As it happens, I favor the Obama economic agenda, even something with a more egalitarian thrust. But I don’t think Massachusetts does. The voters are scared. Brown compares himself to John Kennedy in a just-released television spot. Well, the Dems have gone hysterical. This is a sign of their (incipient) panic. Maybe their panic is apt.
Then there’s the Worcester Business Journal:
We wanted to give Attorney General Martha Coakley the benefit of the doubt when her campaign staff was initially stand offish after we approached them about setting up an interview for our story on the race to fill Ted Kennedy’s U.S. Senate seat. But then we were put off several times by her staff. We suddenly got the feeling Ms. Coakley, a Democrat, didn’t want to speak with us, and the media in general.

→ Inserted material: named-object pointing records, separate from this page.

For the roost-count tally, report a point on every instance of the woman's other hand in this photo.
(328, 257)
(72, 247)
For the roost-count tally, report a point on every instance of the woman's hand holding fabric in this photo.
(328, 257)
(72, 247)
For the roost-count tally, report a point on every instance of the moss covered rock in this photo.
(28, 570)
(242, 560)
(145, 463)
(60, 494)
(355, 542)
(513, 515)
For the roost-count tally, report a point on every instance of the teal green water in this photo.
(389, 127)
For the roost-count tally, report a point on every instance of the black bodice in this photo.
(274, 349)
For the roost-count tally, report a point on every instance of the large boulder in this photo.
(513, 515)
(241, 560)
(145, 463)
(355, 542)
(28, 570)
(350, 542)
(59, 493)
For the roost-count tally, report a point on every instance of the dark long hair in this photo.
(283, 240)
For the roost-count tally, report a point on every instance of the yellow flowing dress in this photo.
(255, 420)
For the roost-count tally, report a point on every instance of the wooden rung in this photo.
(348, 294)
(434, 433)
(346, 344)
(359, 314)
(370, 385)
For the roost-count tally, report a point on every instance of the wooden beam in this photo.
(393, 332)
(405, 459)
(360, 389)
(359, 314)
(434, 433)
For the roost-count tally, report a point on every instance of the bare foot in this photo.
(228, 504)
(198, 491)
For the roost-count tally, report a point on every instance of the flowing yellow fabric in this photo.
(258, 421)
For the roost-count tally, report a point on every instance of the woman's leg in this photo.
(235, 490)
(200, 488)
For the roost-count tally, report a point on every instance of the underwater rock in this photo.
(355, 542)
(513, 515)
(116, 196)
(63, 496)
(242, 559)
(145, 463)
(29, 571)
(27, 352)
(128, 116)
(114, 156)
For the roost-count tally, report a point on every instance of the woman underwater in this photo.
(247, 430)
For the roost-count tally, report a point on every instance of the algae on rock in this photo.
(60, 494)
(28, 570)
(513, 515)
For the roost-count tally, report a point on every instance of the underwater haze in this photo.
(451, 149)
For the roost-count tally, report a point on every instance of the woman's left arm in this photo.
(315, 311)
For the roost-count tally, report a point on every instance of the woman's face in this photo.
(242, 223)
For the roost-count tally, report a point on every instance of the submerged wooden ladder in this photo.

Then there’s this, from a Campaign Spot reader:
One of my friends has been volunteering for GOP guys in Mass for a long time. To call him cynical about the Mass GOP would be harsh on cynics. Frankly, the only reason he bothers is he has such a good time at election parties. No kidding.

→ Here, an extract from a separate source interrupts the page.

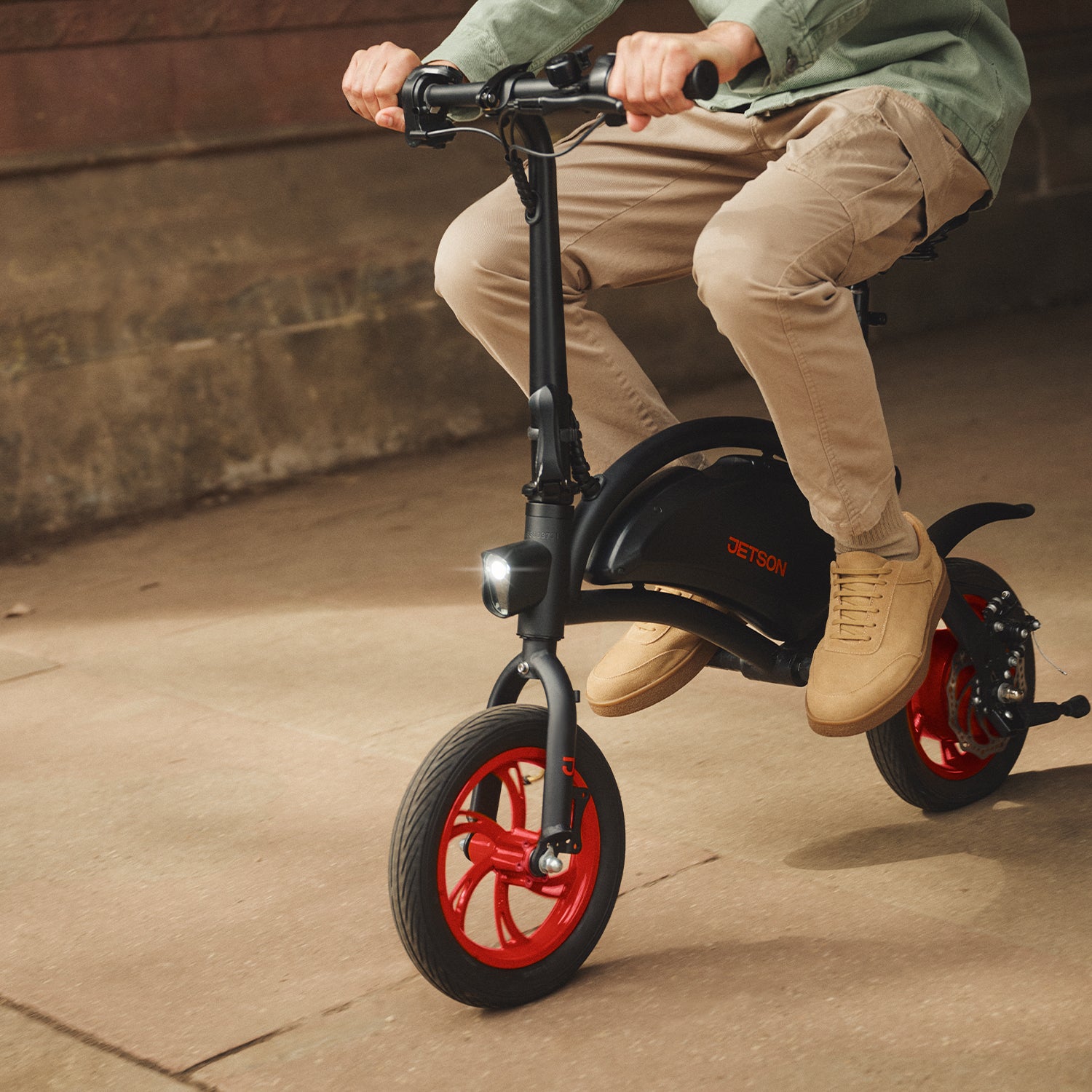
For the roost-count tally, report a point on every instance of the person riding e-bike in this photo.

He was at a Brown event recently. It was one of those deals where they try to gather up and organize volunteers. He tells me the room was loaded with people he never met. He’s still skeptical, but there is something going on up there that seems to be due to the harsh unattractiveness of the Democrat. He says, “even the moonbats think she is awful. Brown could be named ‘none of the above’ and do well.”
I’m extremely skeptical about his chances, but this reminds me of when Erhlich ran against Kathleen Kennedy Townsend. Even in a one party state, there are limits. KKT was dangerously incompetent and that opened the door for Erhlich, who was a guy without any baggage that whips up the loonies on the left. Maybe this Brown guy is the same.
As an aside, it would be hilarious if Brown wins. The week following on MSNBC would be DVR quality.
Then there’s this report: “In towns across the Cape, hundreds of residents have already cast absentee ballots — a sharp increase over past years, town clerks said. In Barnstable, the town clerk’s office has already received 485 ballots — about double the usual count two weeks before an election, according to Town Clerk Linda Hutchenrider.” As one reader observed, “Now maybe relatively affluent seniors on the Cape are stuffing the ballot box in support of Obamacare; but I tend to doubt it.” The 10th District, which includes Cape Cod, is the most conservative in the state.
All of these anecdotes might make Republicans think that one of the upsets of the century is in the works. But I’d note a bit of counter-evidence: There’s no way the national party committees on both sides don’t know the stakes in this race, and so far, neither side has dumped much cash into this race.
Also, no one should forget just how steep a climb the GOP has in this race: If Republican Scott Brown doubles his number of votes in the GOP primary (145,465) and if Democrat Martha Coakley gets only the votes that she got in the primary (310,227) . . . Coakley still wins by almost 20,000 votes.
UPDATE: One of my regulars is in Massachusetts, and he weighs in:
I’m picking up some of the same hints too. Brown is flying under the radar; Coakley redefines “run of the mill Democrat”; extreme uncertainty about the race because of its timing, weather, lack of the “snowbird” voters who are in Florida right now.
Anecdotally, Barnstable County is reporting a very high rate of absentee ballot requests. That’s Brown country . . . but what could REALLY be Brown country — and what could win it for him — is Plymouth County. It’s the fastest growing region of the state and is loaded with moderate-to-conservative voters who would vote for Brown. The trick is getting them to the polls, which — in mid-January — could be a problem.
The last thing we really need here is a poll on the race. There hasn’t been any; a poll showing Brown very close would wake up the Democrat machine here. A poll showing him getting crushed could depress his momentum. Right now I’d give Coakley the edge on registration alone, but I don’t see her winning by more than 10 percent.